1.2 The Commission is to report by 31 March 2020.
Conduct of this reference
1.3 This reference was commenced under the leadership of the Hon. Philip Cummins AM, who was Chair of the Commission from 1 September 2012 until his death on 24 February 2019.
1.4 On 4 March 2019 Mr Bruce Gardner PSM was appointed Acting Chair of the Commission. Mr Gardner continued to lead the conduct of the reference and the preparation of this issues paper.
1.5 At the time of receiving this reference the then Chair of the Commission exercised his powers under section 13(1)(b) of the Victorian Law Reform Commission Act 2000 (Vic) to constitute a Division to guide and oversee the conduct of this reference. The members of the Commission who joined the Chair on the Division are Ms Liana Buchanan, Mr Bruce Gardner PSM (now Acting Chair), Mr Dan Nicholson and the Hon. Frank Vincent AO QC.
The Commission’s approach
1.6 The Commission’s approach is guided by the terms of reference and focuses on the underlying objectives set out there—namely, to reduce trauma experienced by victims and witnesses, improve efficiency in the criminal justice system and ensure fair trial rights.
1.7 The Commission recognises that achieving these objectives may require reform of committal or other pre-trial procedures.
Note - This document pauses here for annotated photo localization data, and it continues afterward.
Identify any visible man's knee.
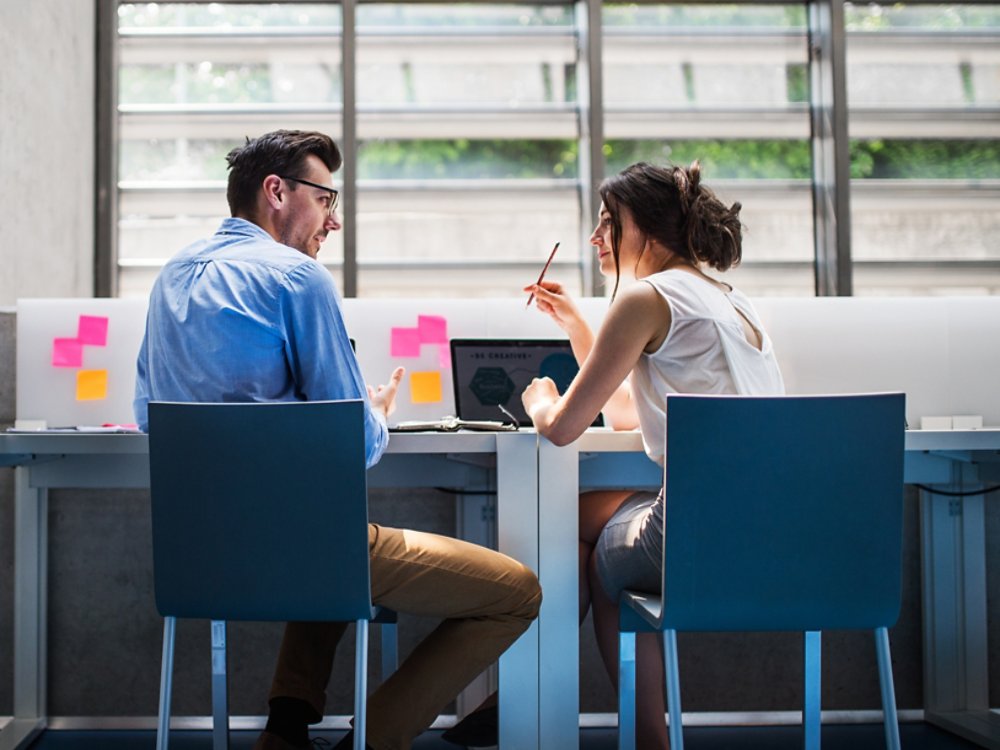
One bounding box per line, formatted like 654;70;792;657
509;563;543;621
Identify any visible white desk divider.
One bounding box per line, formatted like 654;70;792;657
16;295;1000;430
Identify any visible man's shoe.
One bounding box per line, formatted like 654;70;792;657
440;705;498;747
253;730;309;750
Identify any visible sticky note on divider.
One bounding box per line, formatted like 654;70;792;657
76;369;108;401
53;338;84;367
410;371;442;404
418;315;448;344
77;315;109;346
391;328;423;357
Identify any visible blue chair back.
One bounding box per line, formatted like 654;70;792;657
148;400;373;622
659;392;905;632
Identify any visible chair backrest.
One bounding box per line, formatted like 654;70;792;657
660;392;905;632
148;400;373;622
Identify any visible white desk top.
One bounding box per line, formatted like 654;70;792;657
2;427;998;459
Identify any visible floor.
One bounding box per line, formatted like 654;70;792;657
25;722;983;749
Whether or not a particular pre-trial procedure is a component of the current committal system is less important than the role it plays, or might potentially play, in reducing trauma for victims and witnesses, improving efficiency, and ensuring fair trial rights.
1.8 Reforms in comparable jurisdictions demonstrate that regardless of what elements of committal proceedings have changed, or even whether or not the language of ‘committals’ has been retained, a mix of pre-trial procedures is required to ensure that indictable offences are dealt with as fairly and efficiently as possible, and do not impose unnecessary stress or trauma on victims and witnesses.
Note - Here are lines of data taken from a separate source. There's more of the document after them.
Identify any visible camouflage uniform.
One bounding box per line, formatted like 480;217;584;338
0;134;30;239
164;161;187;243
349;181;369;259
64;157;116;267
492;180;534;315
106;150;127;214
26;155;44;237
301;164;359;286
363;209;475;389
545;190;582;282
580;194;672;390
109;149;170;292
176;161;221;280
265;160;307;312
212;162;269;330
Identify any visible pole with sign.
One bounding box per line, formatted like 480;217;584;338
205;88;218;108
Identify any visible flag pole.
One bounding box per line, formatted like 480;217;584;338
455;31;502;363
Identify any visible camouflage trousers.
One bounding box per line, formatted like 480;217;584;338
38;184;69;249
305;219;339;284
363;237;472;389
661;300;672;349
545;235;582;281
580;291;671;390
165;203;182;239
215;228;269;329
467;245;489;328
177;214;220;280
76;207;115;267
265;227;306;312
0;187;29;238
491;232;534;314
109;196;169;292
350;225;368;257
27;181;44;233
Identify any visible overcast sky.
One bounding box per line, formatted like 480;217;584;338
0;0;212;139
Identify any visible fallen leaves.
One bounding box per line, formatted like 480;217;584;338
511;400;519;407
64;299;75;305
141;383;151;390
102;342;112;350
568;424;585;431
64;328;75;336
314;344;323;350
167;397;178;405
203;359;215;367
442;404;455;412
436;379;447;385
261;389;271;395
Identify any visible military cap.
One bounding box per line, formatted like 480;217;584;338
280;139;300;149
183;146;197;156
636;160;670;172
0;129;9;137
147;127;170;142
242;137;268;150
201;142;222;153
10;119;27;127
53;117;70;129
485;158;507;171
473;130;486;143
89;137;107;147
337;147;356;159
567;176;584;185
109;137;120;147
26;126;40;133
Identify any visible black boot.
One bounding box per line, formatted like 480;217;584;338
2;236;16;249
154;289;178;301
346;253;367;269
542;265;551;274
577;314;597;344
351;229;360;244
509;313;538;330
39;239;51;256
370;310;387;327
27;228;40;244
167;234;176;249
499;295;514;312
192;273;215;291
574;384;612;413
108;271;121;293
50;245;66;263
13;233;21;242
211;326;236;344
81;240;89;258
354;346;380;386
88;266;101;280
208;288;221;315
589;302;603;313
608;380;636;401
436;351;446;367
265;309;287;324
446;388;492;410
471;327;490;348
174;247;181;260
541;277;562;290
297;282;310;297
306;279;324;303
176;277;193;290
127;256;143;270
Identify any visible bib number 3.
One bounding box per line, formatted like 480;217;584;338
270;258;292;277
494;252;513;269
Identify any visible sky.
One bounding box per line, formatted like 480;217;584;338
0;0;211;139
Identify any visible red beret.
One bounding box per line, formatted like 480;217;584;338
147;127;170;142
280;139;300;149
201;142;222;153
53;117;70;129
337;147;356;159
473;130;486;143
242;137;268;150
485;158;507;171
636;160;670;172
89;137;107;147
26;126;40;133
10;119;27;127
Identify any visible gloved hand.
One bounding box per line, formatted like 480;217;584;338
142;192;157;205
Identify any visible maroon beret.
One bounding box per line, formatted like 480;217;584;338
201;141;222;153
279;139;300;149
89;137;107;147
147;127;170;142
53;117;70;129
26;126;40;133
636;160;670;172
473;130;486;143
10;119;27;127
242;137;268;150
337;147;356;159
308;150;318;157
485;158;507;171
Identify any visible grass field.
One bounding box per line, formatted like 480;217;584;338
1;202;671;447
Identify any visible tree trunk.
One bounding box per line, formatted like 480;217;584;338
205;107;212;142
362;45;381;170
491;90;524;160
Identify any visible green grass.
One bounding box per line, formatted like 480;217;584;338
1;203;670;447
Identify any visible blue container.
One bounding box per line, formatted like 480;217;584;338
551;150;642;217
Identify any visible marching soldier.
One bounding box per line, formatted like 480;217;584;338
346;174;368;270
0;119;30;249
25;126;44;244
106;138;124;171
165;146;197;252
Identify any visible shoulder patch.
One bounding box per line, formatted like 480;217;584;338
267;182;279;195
1.9 As part of its review of committal proceedings, the Commission is therefore interested in considering the relative costs or benefits of other pre-trial procedures, as well as the role they can or should play in Victoria’s criminal justice system.
1.10 This issues paper draws on existing research and commentary in Victoria and other jurisdictions on the role of committal and pre-trial proceedings. Its publication marks the beginning of the Commission’s consultation period.
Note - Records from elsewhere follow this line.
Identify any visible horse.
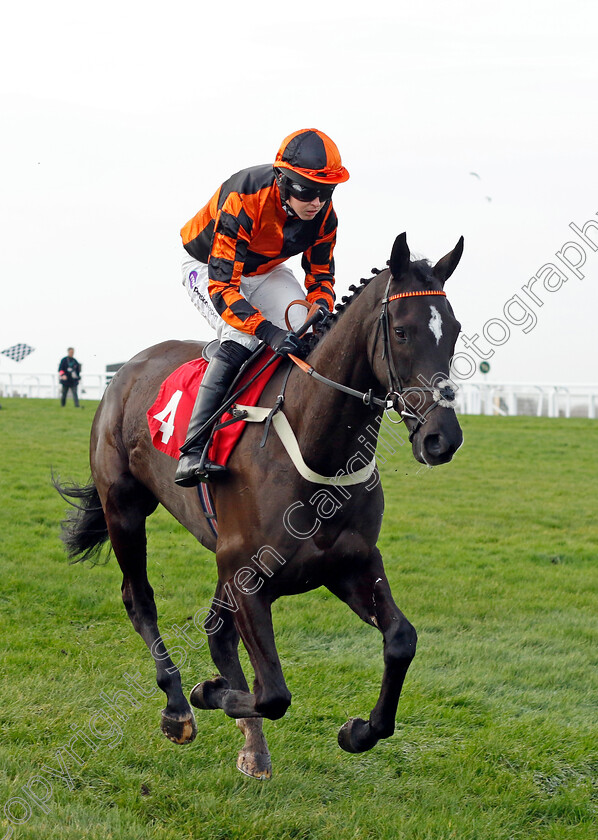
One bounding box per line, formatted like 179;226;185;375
55;232;464;779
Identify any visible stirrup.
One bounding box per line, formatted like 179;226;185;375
174;447;227;487
201;460;228;478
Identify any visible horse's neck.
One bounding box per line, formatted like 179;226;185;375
286;288;383;475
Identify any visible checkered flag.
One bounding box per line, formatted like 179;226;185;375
1;343;35;363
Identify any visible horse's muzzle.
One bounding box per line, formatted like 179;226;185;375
413;412;463;466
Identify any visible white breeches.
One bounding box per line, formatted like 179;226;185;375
181;253;307;351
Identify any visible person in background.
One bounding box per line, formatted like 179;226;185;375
175;128;350;487
58;347;81;407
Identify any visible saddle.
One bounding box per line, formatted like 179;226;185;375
147;347;283;465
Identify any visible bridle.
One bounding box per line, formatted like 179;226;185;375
218;281;459;451
370;274;457;441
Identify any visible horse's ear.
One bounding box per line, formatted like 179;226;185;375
389;232;411;279
432;236;464;284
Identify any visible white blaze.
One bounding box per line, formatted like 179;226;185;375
428;305;443;345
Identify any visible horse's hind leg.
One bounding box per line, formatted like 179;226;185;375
102;470;197;745
327;548;417;754
235;718;271;780
190;584;272;779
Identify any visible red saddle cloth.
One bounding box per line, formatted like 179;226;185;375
147;348;282;464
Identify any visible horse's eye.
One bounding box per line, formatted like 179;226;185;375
394;328;407;343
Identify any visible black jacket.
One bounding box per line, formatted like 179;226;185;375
58;356;81;384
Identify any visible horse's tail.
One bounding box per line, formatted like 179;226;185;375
53;476;111;564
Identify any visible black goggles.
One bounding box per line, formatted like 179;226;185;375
286;180;335;203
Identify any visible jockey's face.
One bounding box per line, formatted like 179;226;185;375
287;194;325;221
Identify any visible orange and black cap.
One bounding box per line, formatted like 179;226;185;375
274;129;350;185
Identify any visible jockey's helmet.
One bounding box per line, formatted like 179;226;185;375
274;128;349;203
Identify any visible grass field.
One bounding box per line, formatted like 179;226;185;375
0;396;596;840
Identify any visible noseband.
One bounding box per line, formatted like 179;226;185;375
375;276;456;441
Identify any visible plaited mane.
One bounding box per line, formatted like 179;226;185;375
314;258;433;340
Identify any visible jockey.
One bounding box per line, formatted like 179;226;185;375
174;128;350;487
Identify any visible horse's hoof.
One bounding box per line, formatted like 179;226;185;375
190;676;230;710
236;749;273;780
338;717;378;753
160;710;197;744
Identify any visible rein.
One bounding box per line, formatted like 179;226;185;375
287;355;392;410
184;304;325;453
190;284;457;458
290;277;457;442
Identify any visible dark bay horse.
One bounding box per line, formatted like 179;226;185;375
56;233;464;779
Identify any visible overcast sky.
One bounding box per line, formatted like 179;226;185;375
1;0;597;384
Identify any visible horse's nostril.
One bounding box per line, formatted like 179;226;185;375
424;433;446;457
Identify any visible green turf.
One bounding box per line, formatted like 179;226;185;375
0;397;596;840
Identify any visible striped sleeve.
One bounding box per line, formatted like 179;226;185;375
207;194;266;335
301;204;337;310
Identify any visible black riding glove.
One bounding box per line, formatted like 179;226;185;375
308;300;333;328
255;321;305;357
274;331;305;356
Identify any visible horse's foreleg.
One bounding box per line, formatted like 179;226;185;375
327;551;417;753
191;590;291;721
104;476;197;745
190;584;272;779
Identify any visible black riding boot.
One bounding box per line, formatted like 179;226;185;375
174;341;252;487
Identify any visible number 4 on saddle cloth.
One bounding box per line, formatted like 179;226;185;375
147;348;284;467
147;348;284;537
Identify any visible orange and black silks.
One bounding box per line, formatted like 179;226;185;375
181;165;337;337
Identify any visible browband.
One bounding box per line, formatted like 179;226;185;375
387;290;447;302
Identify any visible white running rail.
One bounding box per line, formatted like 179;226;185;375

1.11 The Commission is seeking written submissions in response to the questions in this paper or that otherwise address the terms of reference.
1.12 The deadline for submissions is 16 August 2019. Information about how to make a submission is set out on page vii.
1.13 The Commission will also consult with stakeholders after publication of this issues paper.
Summary of this paper
1.14 The chapters that follow describe what committal proceedings are, the committal and pre-trial system in Victoria, and how committal and pre-trial procedures have been reformed in other jurisdictions. For the purpose of informing submissions, the paper then identifies and discusses several significant issues, and considers a selection of reform options and proposals.
1.15 A table appended to the issues paper provides a comparative overview of committal and pre-trial procedures in other Australian jurisdictions. A list of previous reports about committal reform is also appended.